Foto: GERARD JULIEN/ AFP

Juve-Star Vidal Wie ein wilder Stier

Er hat sich jedem in den Weg gestellt, fast jeden Zentimeter des Spielfelds bearbeitet: Arturo Vidal war für Juventus Turin ein Schlüssel zum Erfolg gegen Real. Der Chilene paart seine beeindruckende Einstellung mit taktischem Geschick.

Wer Arturo Vidal gegen Real Madrid beobachten wollte, hatte ein Problem. Der Mittelfeldspieler von Juventus Turin stand beim 1:1 (0:1), das den Italienern den Einzug ins Champions-League-Finale bescherte, zwar während des gesamten Spiels auf dem Platz. Nur war er fast nie dort, wo man ihn erwartete. Mit seinen unkonventionellen Routen sorgte Vidal für Verwirrung, bei den Zuschauern und beim Gegner.

Juventus begann in einem 4-4-2 mit einer Mittelfeldraute, Real in einem 4-3-3. Turins Nachteil in diesem Kampf der Formationen waren die Flügel, auf denen die Italiener numerisch unterlegen waren. Deshalb hatte Trainer Massimiliano Allegri Vidal einen Sonderauftrag erteilt.

Der 27-Jährige startete als offensiver Mittelfeldspieler, doch sobald die Madrilenen in Ballbesitz waren, wich Vidal zurück an die Seite von Sechser Andrea Pirlo, um das Zentrum zusätzlich abzusichern. Real griff meist über die linke Seite an und sah sich dort nicht nur Außenverteidiger Stephan Lichtsteiner und Mittelfeldspieler Claudio Marchisio gegenüber; nun war da auch noch Vidal. Pirlo beschützte die Zone vor dem Strafraum, Paul Pogba stand bereit, falls Madrid das Spiel verlagerte.

Der Aktionsradius von Real (weiße Symbole) und Juventus (schwarz). Vidal (23) war der Kopf einer flachen Raute, die Marchisio (8), Pirlo (21) und Pogba (6) komplettierten.

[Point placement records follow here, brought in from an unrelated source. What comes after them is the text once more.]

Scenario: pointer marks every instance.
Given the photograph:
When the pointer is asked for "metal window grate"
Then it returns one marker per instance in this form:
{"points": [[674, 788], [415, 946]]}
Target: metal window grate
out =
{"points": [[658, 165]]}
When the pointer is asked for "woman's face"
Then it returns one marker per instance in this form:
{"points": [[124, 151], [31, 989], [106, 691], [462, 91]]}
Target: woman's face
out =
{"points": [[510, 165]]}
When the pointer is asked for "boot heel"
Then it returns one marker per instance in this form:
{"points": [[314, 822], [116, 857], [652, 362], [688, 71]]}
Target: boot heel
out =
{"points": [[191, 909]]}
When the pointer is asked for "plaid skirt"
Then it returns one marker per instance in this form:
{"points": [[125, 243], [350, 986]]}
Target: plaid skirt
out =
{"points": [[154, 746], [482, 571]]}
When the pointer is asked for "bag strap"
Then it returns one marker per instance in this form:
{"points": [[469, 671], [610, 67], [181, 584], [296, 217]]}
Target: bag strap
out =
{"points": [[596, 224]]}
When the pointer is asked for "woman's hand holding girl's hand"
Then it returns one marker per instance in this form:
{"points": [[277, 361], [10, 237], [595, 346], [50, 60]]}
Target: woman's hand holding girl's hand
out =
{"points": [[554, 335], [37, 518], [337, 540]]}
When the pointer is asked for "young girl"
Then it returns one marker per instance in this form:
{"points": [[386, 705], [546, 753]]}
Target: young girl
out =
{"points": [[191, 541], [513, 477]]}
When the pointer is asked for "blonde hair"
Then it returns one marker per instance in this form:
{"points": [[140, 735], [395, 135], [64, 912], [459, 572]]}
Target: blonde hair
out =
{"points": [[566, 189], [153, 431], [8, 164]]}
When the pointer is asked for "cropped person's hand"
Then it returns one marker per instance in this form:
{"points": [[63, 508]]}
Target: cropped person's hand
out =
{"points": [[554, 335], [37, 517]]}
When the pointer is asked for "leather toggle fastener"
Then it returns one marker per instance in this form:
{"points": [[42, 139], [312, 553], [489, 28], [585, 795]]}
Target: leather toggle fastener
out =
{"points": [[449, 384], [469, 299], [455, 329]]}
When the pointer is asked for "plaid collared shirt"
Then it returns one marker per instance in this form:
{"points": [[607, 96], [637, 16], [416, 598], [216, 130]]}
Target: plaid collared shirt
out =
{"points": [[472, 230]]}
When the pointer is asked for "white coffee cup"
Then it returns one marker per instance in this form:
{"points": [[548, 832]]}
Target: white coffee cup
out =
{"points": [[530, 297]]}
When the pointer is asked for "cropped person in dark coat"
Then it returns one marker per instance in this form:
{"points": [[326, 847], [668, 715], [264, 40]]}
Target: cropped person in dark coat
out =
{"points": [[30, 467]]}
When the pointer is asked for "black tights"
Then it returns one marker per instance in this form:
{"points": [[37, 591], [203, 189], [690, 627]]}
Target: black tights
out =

Der Aktionsradius von Real (weiße Symbole) und Juventus (schwarz). Vidal (23) war der Kopf einer flachen Raute, die Marchisio (8), Pirlo (21) und Pogba (6) komplettierten.

Foto: Opta

Auch bei eigenem Ballbesitz kam Vidal eine unkonventionelle Rolle zu. Dann spielte er als ein Zehner, der doch keiner war. Denn im offensiven Mittelfeld herrscht bei den Turinern ein anderer: Carlos Tévez, nominell zweiter Stürmer neben Álvaro Morata, lässt sich, wann immer ihm danach ist, ins Mittelfeld fallen. Dort wuselt er umher, sucht sich Freiräume zwischen den gegnerischen Ketten und fordert Bälle. Bliebe Vidal auf seiner eigentlichen Position, nähmen sich beide gegenseitig den Platz.

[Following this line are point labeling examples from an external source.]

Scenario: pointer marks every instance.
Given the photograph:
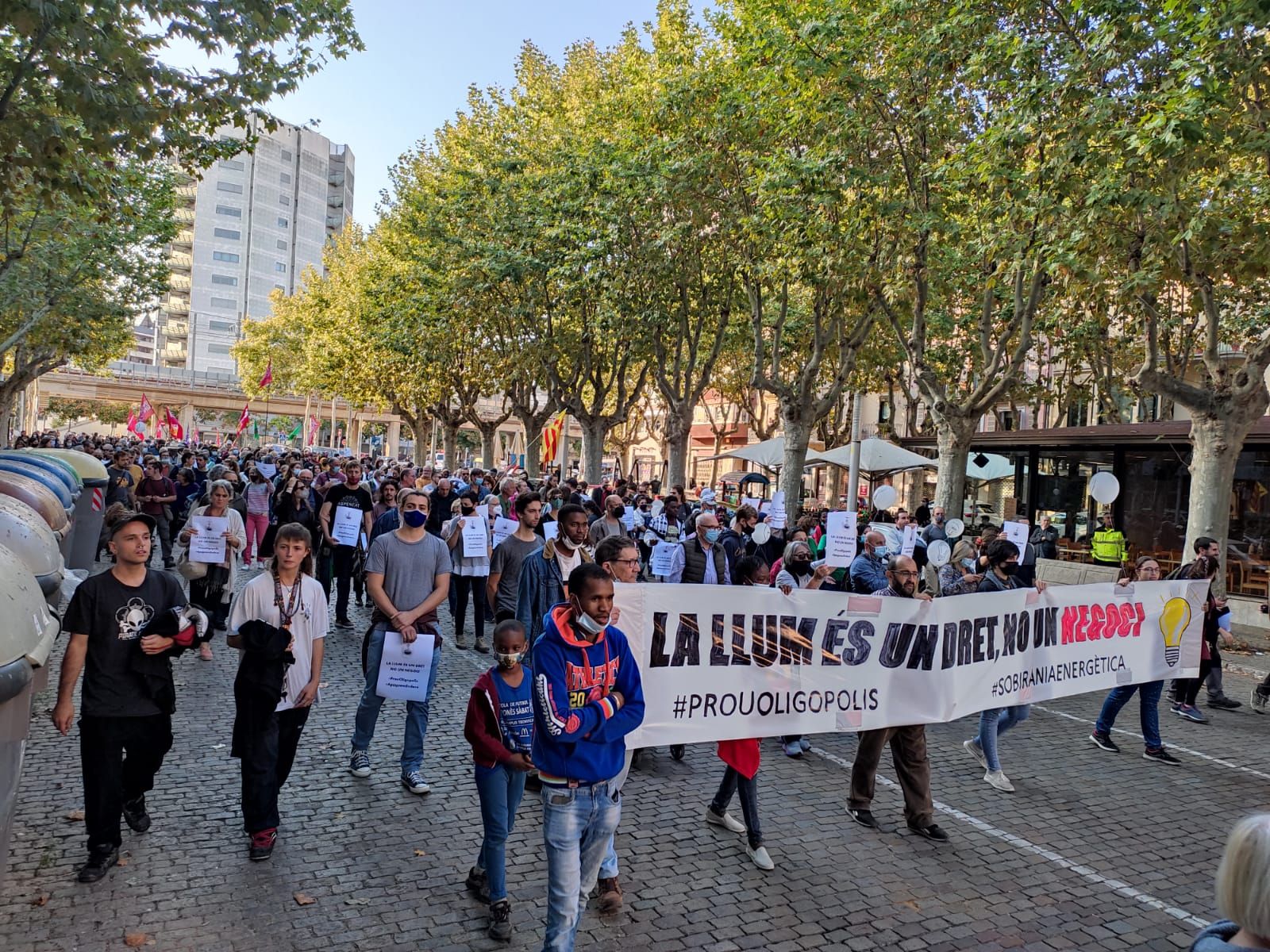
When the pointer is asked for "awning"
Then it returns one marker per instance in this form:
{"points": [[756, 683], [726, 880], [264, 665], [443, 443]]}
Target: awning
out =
{"points": [[876, 456]]}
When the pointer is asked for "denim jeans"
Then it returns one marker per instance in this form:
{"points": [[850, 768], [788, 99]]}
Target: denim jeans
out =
{"points": [[577, 825], [368, 708], [1149, 704], [501, 790], [736, 782], [992, 724]]}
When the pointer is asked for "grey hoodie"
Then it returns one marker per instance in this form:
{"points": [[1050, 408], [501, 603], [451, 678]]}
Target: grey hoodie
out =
{"points": [[1217, 939]]}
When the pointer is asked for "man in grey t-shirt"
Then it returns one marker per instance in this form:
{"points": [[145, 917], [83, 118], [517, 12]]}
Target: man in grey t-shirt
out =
{"points": [[505, 565], [408, 578]]}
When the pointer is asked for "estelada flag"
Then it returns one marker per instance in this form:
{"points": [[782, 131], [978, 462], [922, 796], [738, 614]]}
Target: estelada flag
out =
{"points": [[552, 437], [175, 429]]}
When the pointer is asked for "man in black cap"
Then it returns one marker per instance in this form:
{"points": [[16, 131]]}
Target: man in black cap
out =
{"points": [[129, 693]]}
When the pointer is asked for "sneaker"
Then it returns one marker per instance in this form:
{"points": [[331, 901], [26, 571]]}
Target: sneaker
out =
{"points": [[973, 749], [727, 820], [137, 816], [99, 862], [360, 765], [999, 780], [933, 831], [1259, 701], [414, 782], [478, 884], [610, 896], [1191, 714], [864, 818], [501, 920], [262, 844], [761, 858], [1104, 740]]}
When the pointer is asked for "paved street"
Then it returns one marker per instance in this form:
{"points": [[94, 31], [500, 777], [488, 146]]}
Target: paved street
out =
{"points": [[1094, 850]]}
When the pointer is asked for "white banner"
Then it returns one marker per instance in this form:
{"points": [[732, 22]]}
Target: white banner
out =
{"points": [[738, 662]]}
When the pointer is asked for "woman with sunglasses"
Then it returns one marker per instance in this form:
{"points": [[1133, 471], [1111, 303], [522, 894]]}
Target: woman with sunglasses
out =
{"points": [[1146, 569]]}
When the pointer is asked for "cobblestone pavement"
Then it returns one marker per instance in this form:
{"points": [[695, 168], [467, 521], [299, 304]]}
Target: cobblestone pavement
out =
{"points": [[1094, 850]]}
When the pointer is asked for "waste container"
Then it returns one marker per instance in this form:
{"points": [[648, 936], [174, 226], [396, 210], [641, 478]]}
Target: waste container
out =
{"points": [[89, 508], [27, 535], [25, 640]]}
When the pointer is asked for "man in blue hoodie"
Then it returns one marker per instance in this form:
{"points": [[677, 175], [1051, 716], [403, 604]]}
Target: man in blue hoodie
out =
{"points": [[587, 697]]}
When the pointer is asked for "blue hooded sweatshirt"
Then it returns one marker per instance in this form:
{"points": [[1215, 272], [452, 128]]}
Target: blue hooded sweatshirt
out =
{"points": [[579, 727], [1217, 939]]}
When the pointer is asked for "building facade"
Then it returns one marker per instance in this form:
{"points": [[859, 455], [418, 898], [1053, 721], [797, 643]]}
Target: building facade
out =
{"points": [[249, 228]]}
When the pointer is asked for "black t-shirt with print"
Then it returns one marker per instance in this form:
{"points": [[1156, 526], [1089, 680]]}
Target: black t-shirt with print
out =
{"points": [[359, 498], [112, 615]]}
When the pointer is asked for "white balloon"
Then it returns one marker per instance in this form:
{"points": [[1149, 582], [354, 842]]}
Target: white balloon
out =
{"points": [[1104, 486], [884, 497]]}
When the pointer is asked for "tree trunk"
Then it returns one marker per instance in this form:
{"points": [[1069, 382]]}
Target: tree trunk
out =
{"points": [[450, 443], [798, 433], [679, 435], [1216, 444], [592, 450], [952, 438]]}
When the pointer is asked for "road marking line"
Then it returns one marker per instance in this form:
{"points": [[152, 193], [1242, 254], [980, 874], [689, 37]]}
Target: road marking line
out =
{"points": [[1085, 873], [1200, 754]]}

Weil Vidal aber so flexibel ist, verschwindet er rechtzeitig aus den Zonen, die Tévez für sich beansprucht. Es ist eine der großen Stärken des Chilenen, dass er sich überall auf dem Feld zu Hause fühlt. Gegen Real tauchte er regelmäßig in beiden Strafräumen auf, pendelte zwischen Angriff und Abwehr, zwischen rechter und linker Außenbahn. Vor dem Freistoß, der zum Turiner Tor führte, war Vidal als rechter Flügelspieler unterwegs. Wenig später beendete er vor dem eigenen linken Strafraumeck einen Madrider Angriff.

Es schien fast, als gäbe es zwei Vidals auf dem Feld.

Die Grafik zeigt sämtliche Ballaktionen von Vidal gegen Real. Die einzigen Bereiche, in denen er nicht aktiv war, waren die neben dem eigenen Strafraum.

Die Grafik zeigt sämtliche Ballaktionen von Vidal gegen Real. Die einzigen Bereiche, in denen er nicht aktiv war, waren die neben dem eigenen Strafraum.

Foto: Opta

Der ehemalige Leverkusener steht sinnbildlich für Qualitäten, die Juventus bereits die gesamte Saison über auszeichnen: Anpassungsfähigkeit und Abstimmung. Die Mannschaft von Trainer Allegri beherrscht mehrere Formationen, kann sie von einem Moment auf den nächsten ändern, und sobald das geschieht, weiß jeder Profi, was zu tun ist. Das macht Juve so schwer berechenbar.

Als Juventus in der zweiten Halbzeit tiefer verteidigte und kaum Entlastung fand, übernahm Vidal Verantwortung. Zwischen der 60. und der 70. Minute geschah es gleich zweimal, dass er nach Balleroberungen eines Kollegen vom eigenen Strafraum aus lossprintete. Er marschierte über das Feld, und wäre der entsprechende Pass gekommen, wäre er damit alleine auf das Madrider Tor zugelaufen. Doch der Pass blieb jeweils aus, Vidal wurde übersehen.

Das Besondere an den Szenen war seine Reaktion. Wo andere zu hadern begonnen hätten, lief Vidal einfach weiter, raus aus dem Abseits auf den Flügel, wo er den Ball schließlich doch erhielt. So hält er sich selbst im Spiel und leistet den Kollegen permanent Hilfe.

Vidal besetzte alleine in der Offensive vier verschiedene Positionen.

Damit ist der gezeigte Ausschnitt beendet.